COVID-19 has continued to spread in the United States and globally. Closely monitoring public engagement and perceptions of COVID-19 and preventive measures using social media data could provide important information for understanding the progress of current interventions and planning future programs.

Objective

The aim of this study is to measure the public’s behaviors and perceptions regarding COVID-19 and its effects on daily life during 5 months of the pandemic.

Methods

Natural language processing (NLP) algorithms were used to identify COVID-19–related and unrelated topics in over 300 million online data sources from June 15 to November 15, 2020. Posts in the sample were geotagged by NetBase, a third-party data provider, and sensitivity and positive predictive value were both calculated to validate the classification of posts. Each post may have included discussion of multiple topics. The prevalence of discussion regarding these topics was measured over this time period and compared to daily case rates in the United States.

Results

The final sample size included 9,065,733 posts, 70% of which were sourced from the United States.

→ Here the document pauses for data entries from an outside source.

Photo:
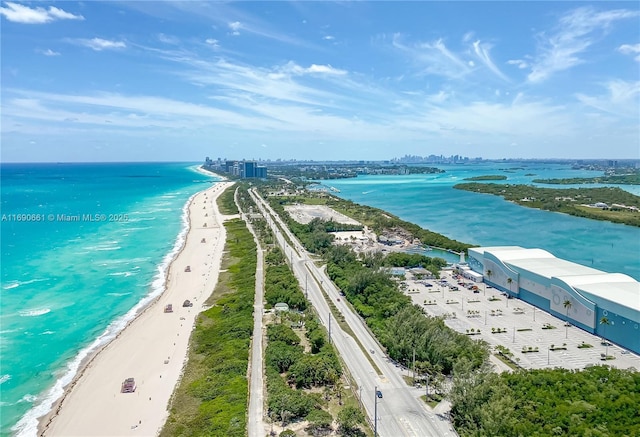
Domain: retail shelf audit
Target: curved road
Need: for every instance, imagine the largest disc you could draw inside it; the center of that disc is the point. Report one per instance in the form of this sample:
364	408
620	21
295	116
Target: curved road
400	412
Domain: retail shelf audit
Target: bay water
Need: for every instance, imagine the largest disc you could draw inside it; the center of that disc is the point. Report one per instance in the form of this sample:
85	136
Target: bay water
84	247
105	234
430	201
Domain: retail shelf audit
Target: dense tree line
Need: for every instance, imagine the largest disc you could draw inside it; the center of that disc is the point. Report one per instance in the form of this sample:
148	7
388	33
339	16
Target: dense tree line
399	325
567	200
597	401
627	179
376	219
411	260
280	285
213	394
487	178
289	369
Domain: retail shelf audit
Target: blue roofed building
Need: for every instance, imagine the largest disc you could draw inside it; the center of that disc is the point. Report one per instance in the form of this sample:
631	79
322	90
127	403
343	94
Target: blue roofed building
604	304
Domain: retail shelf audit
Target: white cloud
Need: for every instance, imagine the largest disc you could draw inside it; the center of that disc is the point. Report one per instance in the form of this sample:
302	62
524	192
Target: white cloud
575	33
482	52
168	39
49	52
630	49
18	13
235	27
99	44
324	69
433	57
622	98
519	63
212	42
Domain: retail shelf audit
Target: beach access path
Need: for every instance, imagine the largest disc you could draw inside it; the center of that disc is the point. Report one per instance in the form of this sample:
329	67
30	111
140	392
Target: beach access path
153	348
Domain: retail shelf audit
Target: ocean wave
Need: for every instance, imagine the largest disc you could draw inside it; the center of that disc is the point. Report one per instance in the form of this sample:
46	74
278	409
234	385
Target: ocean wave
125	274
118	294
28	424
103	249
34	312
110	262
28	398
141	219
15	284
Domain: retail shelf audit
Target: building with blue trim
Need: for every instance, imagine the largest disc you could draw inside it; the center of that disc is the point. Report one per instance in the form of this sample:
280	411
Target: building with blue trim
603	304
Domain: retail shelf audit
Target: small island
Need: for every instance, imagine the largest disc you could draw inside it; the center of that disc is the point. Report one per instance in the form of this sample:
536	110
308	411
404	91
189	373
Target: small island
608	203
627	179
487	178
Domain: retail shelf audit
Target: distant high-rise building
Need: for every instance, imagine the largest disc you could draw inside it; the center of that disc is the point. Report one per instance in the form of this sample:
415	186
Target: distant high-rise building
248	169
261	172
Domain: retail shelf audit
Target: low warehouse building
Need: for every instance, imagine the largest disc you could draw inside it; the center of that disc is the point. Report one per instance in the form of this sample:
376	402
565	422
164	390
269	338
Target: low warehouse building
604	304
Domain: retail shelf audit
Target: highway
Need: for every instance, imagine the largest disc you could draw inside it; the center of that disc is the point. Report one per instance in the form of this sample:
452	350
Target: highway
400	412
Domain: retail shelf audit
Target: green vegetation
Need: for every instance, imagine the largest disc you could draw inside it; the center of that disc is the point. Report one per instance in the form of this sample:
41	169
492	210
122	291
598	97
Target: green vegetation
573	201
280	284
399	325
597	401
213	394
627	179
411	260
226	204
378	220
487	178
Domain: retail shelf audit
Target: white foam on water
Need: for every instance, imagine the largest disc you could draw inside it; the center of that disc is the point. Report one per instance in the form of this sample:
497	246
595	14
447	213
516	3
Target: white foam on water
28	424
34	312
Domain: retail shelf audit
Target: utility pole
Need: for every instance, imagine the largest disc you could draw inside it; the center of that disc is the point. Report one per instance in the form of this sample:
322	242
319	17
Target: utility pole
427	386
375	411
414	364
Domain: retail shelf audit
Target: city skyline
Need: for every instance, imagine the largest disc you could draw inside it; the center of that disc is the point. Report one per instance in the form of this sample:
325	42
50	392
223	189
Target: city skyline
141	81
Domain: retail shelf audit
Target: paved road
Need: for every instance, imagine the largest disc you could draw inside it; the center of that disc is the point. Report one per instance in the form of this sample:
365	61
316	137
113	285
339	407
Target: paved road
256	425
400	412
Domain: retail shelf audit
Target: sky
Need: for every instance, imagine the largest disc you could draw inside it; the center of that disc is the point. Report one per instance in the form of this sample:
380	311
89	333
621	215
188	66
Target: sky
108	81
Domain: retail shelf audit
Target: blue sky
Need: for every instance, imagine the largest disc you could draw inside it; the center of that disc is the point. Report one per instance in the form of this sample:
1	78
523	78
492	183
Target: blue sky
146	80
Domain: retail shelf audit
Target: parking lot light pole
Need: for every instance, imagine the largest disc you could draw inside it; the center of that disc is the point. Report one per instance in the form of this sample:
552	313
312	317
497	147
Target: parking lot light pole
375	411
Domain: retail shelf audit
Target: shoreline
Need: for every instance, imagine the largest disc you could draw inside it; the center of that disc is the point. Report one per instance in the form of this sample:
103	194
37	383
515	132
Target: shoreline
91	403
30	422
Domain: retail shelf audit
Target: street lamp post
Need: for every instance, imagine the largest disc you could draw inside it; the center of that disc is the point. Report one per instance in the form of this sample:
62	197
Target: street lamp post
427	393
375	411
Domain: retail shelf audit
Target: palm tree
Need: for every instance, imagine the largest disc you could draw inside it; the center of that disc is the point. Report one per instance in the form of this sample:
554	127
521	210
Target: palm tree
567	305
605	322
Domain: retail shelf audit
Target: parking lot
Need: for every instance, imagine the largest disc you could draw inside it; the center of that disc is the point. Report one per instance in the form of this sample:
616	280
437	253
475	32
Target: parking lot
487	314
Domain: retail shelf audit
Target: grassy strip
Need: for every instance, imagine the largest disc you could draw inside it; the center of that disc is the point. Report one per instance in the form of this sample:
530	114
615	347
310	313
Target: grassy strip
213	394
377	219
337	315
226	202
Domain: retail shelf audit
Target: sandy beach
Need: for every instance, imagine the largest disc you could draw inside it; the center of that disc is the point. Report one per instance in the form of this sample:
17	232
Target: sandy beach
152	349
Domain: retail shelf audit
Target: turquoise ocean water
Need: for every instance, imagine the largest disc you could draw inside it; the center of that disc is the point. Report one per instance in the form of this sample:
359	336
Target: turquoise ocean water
486	220
69	284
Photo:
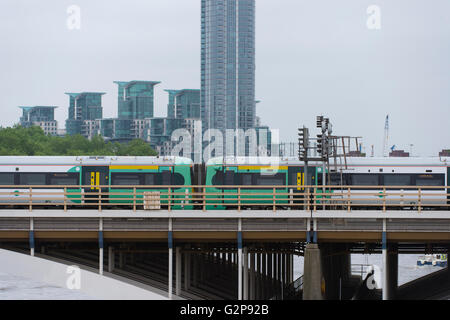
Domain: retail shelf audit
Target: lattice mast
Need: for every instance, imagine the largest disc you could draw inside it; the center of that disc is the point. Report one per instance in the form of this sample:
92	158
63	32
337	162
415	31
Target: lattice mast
386	138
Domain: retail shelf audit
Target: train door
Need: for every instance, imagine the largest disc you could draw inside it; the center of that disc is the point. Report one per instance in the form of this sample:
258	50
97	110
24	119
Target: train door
296	177
448	185
94	176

In October and November, discussion including mentions of COVID-19 and related health behaviors did not increase as it had from June to September, despite an increase in COVID-19 daily cases in the United States beginning in October. Additionally, discussion was more focused on daily life topics (n=6,210,255, 69%), compared with COVID-19 in general (n=3,390,139, 37%) and COVID-19 public health measures (n=1,836,200, 20%).

Conclusions

There was a decline in COVID-19–related social media discussion sourced mainly from the United States, even as COVID-19 cases in the United States increased to the highest rate since the beginning of the pandemic. Targeted public health messaging may be needed to ensure engagement in public health prevention measures as global vaccination efforts continue.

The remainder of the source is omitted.